Diese Insuffizienz trägt auch dazu bei, die Rolle islamischer Kräfte
nicht ausreichend zu interpretieren -- obwohl bereits die klare
Aussage Samir Amins, daß die politischen Defizite des "Arabischen
Sozialismus" und das damit "geschaffene Vakuum, den politischen Islam
einlud es zu füllen" (S.20) als analytisches Leitmotiv fungieren
könnte.

Spielten die Islamisten aller Schattierungen zu Beginn der
Volkserhebung in Syrien 2011 in dem sammelband keine Rolle, wuchs in
der Folge ihr Einfluß Zug um Zug: durch geopolisch motivierte (und
religiös überfrachtete ) Interventionen von außen (Saudi-Arabien,
Katar, Türkei, diverse imperialistischer Länder) und die
internationale Isolation der progressiven Kräfte.

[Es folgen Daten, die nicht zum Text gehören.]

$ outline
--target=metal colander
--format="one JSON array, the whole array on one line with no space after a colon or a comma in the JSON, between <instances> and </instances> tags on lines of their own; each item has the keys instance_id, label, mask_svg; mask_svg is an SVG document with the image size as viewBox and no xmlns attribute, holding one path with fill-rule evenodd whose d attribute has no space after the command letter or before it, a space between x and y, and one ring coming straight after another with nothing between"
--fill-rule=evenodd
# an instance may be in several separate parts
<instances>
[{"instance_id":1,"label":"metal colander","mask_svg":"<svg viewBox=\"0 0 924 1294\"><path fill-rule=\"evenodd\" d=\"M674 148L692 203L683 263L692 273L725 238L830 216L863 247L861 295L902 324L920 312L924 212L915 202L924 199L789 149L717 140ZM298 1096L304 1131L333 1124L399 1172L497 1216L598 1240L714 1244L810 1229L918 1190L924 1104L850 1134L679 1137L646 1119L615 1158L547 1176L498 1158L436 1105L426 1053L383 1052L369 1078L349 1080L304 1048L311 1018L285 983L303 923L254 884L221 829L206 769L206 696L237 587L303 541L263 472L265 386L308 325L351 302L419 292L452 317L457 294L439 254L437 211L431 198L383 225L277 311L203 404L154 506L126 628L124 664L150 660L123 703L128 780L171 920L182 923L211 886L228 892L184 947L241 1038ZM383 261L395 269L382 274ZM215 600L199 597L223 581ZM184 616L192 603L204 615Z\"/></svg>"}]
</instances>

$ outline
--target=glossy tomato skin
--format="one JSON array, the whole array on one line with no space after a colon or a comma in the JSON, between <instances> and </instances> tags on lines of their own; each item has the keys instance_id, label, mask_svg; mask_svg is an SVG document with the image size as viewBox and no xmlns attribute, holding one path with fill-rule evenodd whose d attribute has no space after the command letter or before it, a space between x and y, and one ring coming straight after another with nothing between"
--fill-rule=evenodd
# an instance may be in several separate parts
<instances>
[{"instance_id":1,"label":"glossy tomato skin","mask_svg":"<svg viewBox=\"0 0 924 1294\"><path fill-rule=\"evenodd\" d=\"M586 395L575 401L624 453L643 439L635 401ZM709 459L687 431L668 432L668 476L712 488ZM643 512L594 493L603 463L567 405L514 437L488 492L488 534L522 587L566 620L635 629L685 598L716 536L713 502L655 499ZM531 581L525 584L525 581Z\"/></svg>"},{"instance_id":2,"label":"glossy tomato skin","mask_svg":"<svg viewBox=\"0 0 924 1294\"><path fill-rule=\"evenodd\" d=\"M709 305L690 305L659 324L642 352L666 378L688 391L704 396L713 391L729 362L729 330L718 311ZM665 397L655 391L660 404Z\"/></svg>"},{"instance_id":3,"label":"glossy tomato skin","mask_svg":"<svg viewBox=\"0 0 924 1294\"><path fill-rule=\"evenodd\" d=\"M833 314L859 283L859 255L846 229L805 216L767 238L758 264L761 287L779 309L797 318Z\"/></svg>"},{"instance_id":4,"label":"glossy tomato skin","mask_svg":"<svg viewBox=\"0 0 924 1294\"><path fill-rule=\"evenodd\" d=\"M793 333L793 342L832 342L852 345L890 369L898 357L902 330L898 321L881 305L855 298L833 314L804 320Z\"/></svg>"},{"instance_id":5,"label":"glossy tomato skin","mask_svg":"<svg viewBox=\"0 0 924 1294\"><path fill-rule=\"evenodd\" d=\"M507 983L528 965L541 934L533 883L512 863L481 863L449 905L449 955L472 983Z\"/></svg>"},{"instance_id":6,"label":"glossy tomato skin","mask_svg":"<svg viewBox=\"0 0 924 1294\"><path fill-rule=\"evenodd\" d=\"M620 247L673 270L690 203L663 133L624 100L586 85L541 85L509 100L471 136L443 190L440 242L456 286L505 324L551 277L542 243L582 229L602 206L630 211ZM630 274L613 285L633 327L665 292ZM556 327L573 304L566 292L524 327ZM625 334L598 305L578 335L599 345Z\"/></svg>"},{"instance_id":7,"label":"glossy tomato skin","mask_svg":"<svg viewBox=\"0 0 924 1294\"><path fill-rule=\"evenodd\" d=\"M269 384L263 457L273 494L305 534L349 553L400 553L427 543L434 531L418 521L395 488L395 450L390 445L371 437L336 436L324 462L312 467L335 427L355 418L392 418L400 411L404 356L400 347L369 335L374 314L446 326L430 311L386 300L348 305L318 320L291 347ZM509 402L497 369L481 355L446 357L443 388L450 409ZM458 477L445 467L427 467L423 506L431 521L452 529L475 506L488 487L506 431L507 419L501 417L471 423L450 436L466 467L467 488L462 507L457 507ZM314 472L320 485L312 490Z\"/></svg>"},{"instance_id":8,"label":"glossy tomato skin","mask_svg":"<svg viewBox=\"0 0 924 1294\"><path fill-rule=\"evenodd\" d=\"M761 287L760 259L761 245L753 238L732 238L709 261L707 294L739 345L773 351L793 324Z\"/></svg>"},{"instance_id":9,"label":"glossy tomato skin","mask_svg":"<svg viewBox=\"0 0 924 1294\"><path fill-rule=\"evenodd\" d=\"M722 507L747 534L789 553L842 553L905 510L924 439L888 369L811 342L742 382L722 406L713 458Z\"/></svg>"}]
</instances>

Die heutige Opposition ist extrem breit gefächert. In dem Kapitel "Who
is Who in der syrischen Politik" kann man/frau einen guten Überblick
gewinnen (S.161 ff).

Die inhaltliche Beiträge der Opposition in dem Sammelband spiegeln
beträchtliche politische Unzulänglichkeiten wider -- soziale
Gesichtspunkte spielen nur eine marginale Rolle. Oft ist abstrakt von
der Herstellung von "Demokratie" (S.145), "Säkularismus" oder "neuer
patriotischer Identität" (S.131) die Rede -- ohne näher auf
klassenspezifische Differenzierungen einzugehen.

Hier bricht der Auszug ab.